Infatti, dopo le “stravaganti” nozze tra Stefania di Monaco con il pescivendolo Daniel Ducruet (correva l’anno 1995), nelle famiglie blasonate si è continuato a vederne di tutti i colori.

Andando con ordine, nel 2001 Guglielmo Alessandro d’Olanda ha impalmato Maxìma: ottimi studi, ma nemmeno una goccia di sangue blu nelle vene. E, soprattutto, un papà dai trascorsi tanto discussi prima, quanto messi a tacere dopo il “sì” regale.

Non è stato da meno Filippo VI di Borbone, che nel 2004 ha preso in moglie Letizia Ortiz. E se la giornalista in carriera non ci ha pensato un secondo a mollare la via del Pulitzer per il trono, il gentil consorte non ha avuto problemi a trascinarsi a corte una (ex) repubblicana convinta.

Ma è nel 2015 che qualcuno ha voluto davvero strafare: Carlo Filippo di Svezia. Temerario oltre ogni limite (e mica scemo secondo il resto degli uomini), il bel moraccione (a dispetto della discendenza nordica) ha voluto come consorte una (pure lei ex) pornostar: la splendida e piuttosto pettoruta Sofia Hellqvist.

Tutta roba da far impallidire la regina Elisabetta, se non fosse che anche lei, nel frattempo, ha avuto le sue belle gatte da pelare. Perché se il nipote William ha portato all’altare Kate, colpevole solo di avere una mamma ingombrante e sgomitante, il fratello Harry ci è salito con la meticcia Meghan, sul cui padre è meglio stendere un velo pietoso. E pazienza se la gente comune impazzisce letteralmente per le cognate Windsor: rigidi come sono, a Buckingham Palace hanno impiegato una certa per digerire le due e i loro goffi parenti.

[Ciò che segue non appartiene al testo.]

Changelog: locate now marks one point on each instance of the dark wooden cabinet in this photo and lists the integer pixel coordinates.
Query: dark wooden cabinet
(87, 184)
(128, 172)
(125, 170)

Finita la carrellata di nomi altisonanti, direi che abbiamo la prova: le nuove generazioni delle case reali se ne sbattono altamente di ragione di stato e questioni di interesse. Tant’è che si abbandonano romanticamente ai capricci del cuore, mentre tra noi comuni mortali, le cose vanno diversamente.

Per quel che riguarda me, per esempio, ormai i giochi sono fatti. Però, posso sempre riversare eventuali aspirazioni sui miei figli, che comincio a mettere su piazza presentandoli come scapoli d’oro. Così, se il trucchetto funziona e qualche principessina cade nel trappolone, potrebbe iniziare il mio cammino verso il trampolino di lancio per una carriera da nonna blasonata. E a quel punto, amici miei, altro che Carol Middleton: non ci sarà occasione in cui non sentirete parlare di me.

Accompagnerò la  futura sposa a scegliere la lista nozze, sperando che i paparazzi siano in agguato. In chiesa sederò in braccio ai testimoni per essere più visibile sulle prime pagine dei rotocalchi. Alla nascita dell’erede rilascerò fiumi di interviste per dichiarare quant’è carino e come assomiglia terribilmente a noi Di Giorgio. E, ciliegina sulla torta, mi opporrò all’assunzione di una baby-sitter, perché sarò io a prendermi cura del piccolo.

Dopodiché, passerò i pomeriggi con il nipotino, in compagnia della mia nuova migliore amica: Doria Ragland, la fortunata mamma di Meghan. Alla quale vanno tutti i miei complimenti, perché è riuscita ad anticiparmi nel ruolo di inaspettata royal grandma.